# Open Plan council estate: person proposes to erect fence to keep dogs out.



## Jane Doe (14 Mar 2011)

My friend is is an open plan council estate.
Dogs keep messing her garden.
Council cannot control dogs all the time.
council say she cannot put up fence.
She is going ahead with fence and will argue she has to as they cannot control dogs.
What will happen if there is a court case? she will not take down if ordered to?


----------



## Bronte (15 Mar 2011)

So she's willing to let the council take her to court?  And the costs would be awarded against her.  Plus she's already on record as having being told not to put up a fence. 

How about complaining to the dog warden instead.


----------



## truthseeker (15 Mar 2011)

Bronte said:


> How about complaining to the dog warden instead.


 
I know from experience that the dog warden is likely to do very little. 

If the OPs friend has already complained to the council about the dogs then chances are the dog warden already knows about the problem.

Last time I had occasion to call the dog warden he told me that he is not a dog catcher, he will come and take a stray that I have already captured but will not go around catching dogs himself. Plus if you do catch a dog that is fouling your garden and hand it over to the dog warden, the dog will go to the pound, and the irresponsible owners will have a chance to collect it and allow it to run loose again.

I really cant see the council bothering to take someone to court over erecting a fence - its not a crime, why would they waste money on it? Who is going to tell them the fence even exists? If the dont bother controlling the nuisance dogs in the estate its unlikely theyre going to bother checking up on fences.


----------



## csirl (15 Mar 2011)

truthseeker said:


> I really cant see the council bothering to take someone to court over erecting a fence - its not a crime, why would they waste money on it? Who is going to tell them the fence even exists? If the dont bother controlling the nuisance dogs in the estate its unlikely theyre going to bother checking up on fences.


 
Be very wary about doing this. Erecting a fence in these circumstances is illegal. Councils can be very picky about this sort of thing and will have no problem going to court since its a slam dunk case from their perspective - they are not going to have to pay the cost.

It will also impact on the persons ability to sell the house as it will be classed as unauthorised development.


----------



## nuac (15 Mar 2011)

C heck your purchase agreement /  transfer order or other instrument transferring the house to you, or your tenancy agreement if you are a tenant.

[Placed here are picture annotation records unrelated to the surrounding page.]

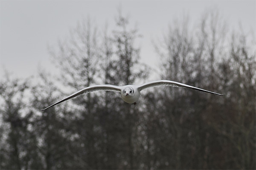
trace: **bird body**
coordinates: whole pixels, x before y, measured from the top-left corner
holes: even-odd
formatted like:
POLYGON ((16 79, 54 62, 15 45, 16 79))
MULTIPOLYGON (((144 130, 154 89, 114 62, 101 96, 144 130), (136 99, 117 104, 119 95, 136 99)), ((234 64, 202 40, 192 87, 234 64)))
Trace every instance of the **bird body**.
POLYGON ((96 85, 88 87, 80 90, 66 98, 43 109, 41 111, 44 111, 56 105, 58 105, 59 103, 84 93, 90 93, 98 91, 112 91, 120 93, 121 97, 125 102, 128 103, 134 103, 135 105, 136 104, 136 102, 139 99, 139 98, 140 98, 140 91, 141 91, 150 87, 160 85, 189 88, 193 90, 203 91, 204 92, 209 93, 220 96, 223 96, 222 94, 217 93, 213 92, 192 86, 191 85, 186 85, 185 84, 170 80, 162 80, 154 81, 144 83, 139 86, 133 85, 126 85, 123 86, 118 86, 111 85, 96 85))

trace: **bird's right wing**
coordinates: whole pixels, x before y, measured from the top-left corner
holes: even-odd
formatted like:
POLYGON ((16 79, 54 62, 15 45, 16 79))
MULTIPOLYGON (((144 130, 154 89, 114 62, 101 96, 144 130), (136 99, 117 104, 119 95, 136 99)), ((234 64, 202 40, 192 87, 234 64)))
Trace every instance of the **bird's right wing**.
POLYGON ((62 102, 67 100, 69 99, 75 97, 76 96, 80 95, 84 93, 87 93, 92 92, 93 91, 116 91, 117 92, 121 92, 121 88, 119 86, 117 86, 116 85, 96 85, 88 87, 87 88, 83 88, 80 91, 71 94, 71 95, 67 97, 66 98, 62 99, 62 100, 51 105, 43 109, 41 111, 44 111, 45 110, 48 109, 51 107, 52 107, 56 105, 58 105, 62 102))
POLYGON ((196 88, 195 87, 192 86, 191 85, 185 85, 185 84, 181 83, 180 82, 176 82, 173 81, 164 80, 150 82, 143 84, 143 85, 139 86, 139 87, 138 88, 138 90, 139 91, 141 91, 145 89, 145 88, 150 88, 151 87, 157 86, 159 85, 166 85, 167 86, 176 87, 178 88, 189 88, 193 90, 196 90, 199 91, 204 91, 204 92, 209 93, 212 94, 217 94, 218 95, 223 96, 223 95, 221 94, 219 94, 218 93, 212 92, 212 91, 202 89, 201 88, 196 88))

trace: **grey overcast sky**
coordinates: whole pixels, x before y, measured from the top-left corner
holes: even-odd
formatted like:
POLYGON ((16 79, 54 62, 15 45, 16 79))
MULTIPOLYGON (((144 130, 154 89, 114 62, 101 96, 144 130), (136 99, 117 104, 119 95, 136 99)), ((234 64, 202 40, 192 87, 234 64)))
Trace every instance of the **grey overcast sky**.
MULTIPOLYGON (((78 21, 90 16, 99 28, 107 21, 115 28, 117 7, 136 25, 143 37, 140 40, 142 61, 154 68, 159 66, 151 40, 160 38, 175 17, 183 14, 191 23, 199 20, 212 6, 219 10, 229 28, 239 23, 244 31, 256 29, 255 0, 0 0, 0 76, 3 68, 15 76, 36 75, 38 68, 56 71, 47 45, 67 37, 78 21)), ((100 30, 100 29, 99 30, 100 30)))

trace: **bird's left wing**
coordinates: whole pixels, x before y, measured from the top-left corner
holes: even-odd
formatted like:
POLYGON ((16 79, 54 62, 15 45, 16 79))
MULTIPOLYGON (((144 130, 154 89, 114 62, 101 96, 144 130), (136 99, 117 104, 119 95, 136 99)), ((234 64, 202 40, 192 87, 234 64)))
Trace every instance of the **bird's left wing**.
POLYGON ((202 89, 201 88, 191 86, 191 85, 185 85, 185 84, 183 84, 180 82, 176 82, 170 80, 158 80, 148 82, 139 86, 139 87, 138 88, 138 90, 139 91, 141 91, 147 88, 159 85, 166 85, 167 86, 176 87, 178 88, 189 88, 192 89, 204 91, 204 92, 209 93, 212 94, 217 94, 218 95, 223 96, 223 95, 221 94, 219 94, 217 93, 212 92, 212 91, 202 89))
POLYGON ((58 105, 62 102, 65 101, 66 100, 68 100, 69 99, 75 97, 76 96, 80 95, 84 93, 87 93, 92 92, 93 91, 116 91, 118 92, 121 92, 121 88, 119 86, 117 86, 116 85, 96 85, 88 87, 87 88, 83 88, 80 91, 71 94, 69 96, 62 99, 54 104, 51 105, 43 109, 41 111, 44 111, 48 108, 52 107, 56 105, 58 105))

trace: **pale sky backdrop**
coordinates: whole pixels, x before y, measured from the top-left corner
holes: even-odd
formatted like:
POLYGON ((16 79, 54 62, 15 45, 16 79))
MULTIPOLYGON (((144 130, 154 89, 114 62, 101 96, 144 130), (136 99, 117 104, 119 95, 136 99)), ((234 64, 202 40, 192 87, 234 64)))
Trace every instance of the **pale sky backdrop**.
POLYGON ((122 6, 123 15, 129 16, 131 25, 136 25, 143 36, 139 40, 141 61, 157 69, 160 62, 151 40, 161 37, 174 19, 187 14, 193 23, 213 6, 227 21, 229 28, 239 30, 240 22, 245 32, 255 31, 256 2, 1 0, 0 76, 3 76, 3 68, 21 78, 36 76, 39 66, 48 71, 55 71, 47 51, 47 43, 54 45, 58 38, 67 37, 78 21, 88 15, 98 28, 104 27, 108 21, 110 29, 114 28, 119 6, 122 6))

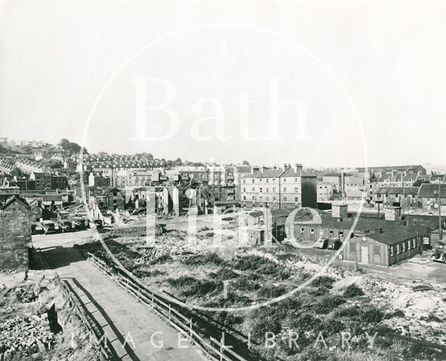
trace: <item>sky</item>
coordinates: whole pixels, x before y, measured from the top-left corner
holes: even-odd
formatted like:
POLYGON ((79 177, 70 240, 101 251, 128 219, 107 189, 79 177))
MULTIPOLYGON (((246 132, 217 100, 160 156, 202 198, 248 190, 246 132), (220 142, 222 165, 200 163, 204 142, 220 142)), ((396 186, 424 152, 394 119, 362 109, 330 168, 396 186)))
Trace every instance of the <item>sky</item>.
POLYGON ((0 2, 0 136, 191 161, 444 164, 446 3, 0 2))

If there is a covenant not to erect fences in front of the peoperty you can be obliged to comply.

If dogs are out of control on the estate, the Council should act.


----------



## Complainer (15 Mar 2011)

The solution might lie with some kind of community-based solution. Is there a residents association? Are other people affected by the same problem? Does the council have anyone responsible for maintaining community spirit who might get involved with the dog warden?


----------



## TreeTiger (15 Mar 2011)

Might be cheaper and easier all round to install a sonic deterrent like one of these:
[broken link removed]

A neighbour across the road from me has one and it seems to be having the desired effect.


----------



## Sylvester3 (16 Mar 2011)

What about planting a hedge? Does a rule against fencing automatically apply to low hedgerows?


----------



## bisset (16 Mar 2011)

Let me get this right.  Your friend is a council tennant.  There are dogs fouling in her garden and the council say she cannont put any fence around her garden.  Does she have children?  If so it would seem to be reasonable to expect that she would have the use of her garden for her chidlren.  Dog poo can contain bacteria and parasites that cause blindness in children.  I would suggest she gets all the relevant information together and talk to a local councillor.  She should then write to the council seeking their advice and assistance.  If not happy with their reponse then write to the ombudsman.  If she does have children she could write to the ombudsman for children


----------



## Jane Doe (16 Mar 2011)

TreeTiger said:


> Might be cheaper and easier all round to install a sonic deterrent like one of these:
> [broken link removed]
> 
> A neighbour across the road from me has one and it seems to be having the desired effect.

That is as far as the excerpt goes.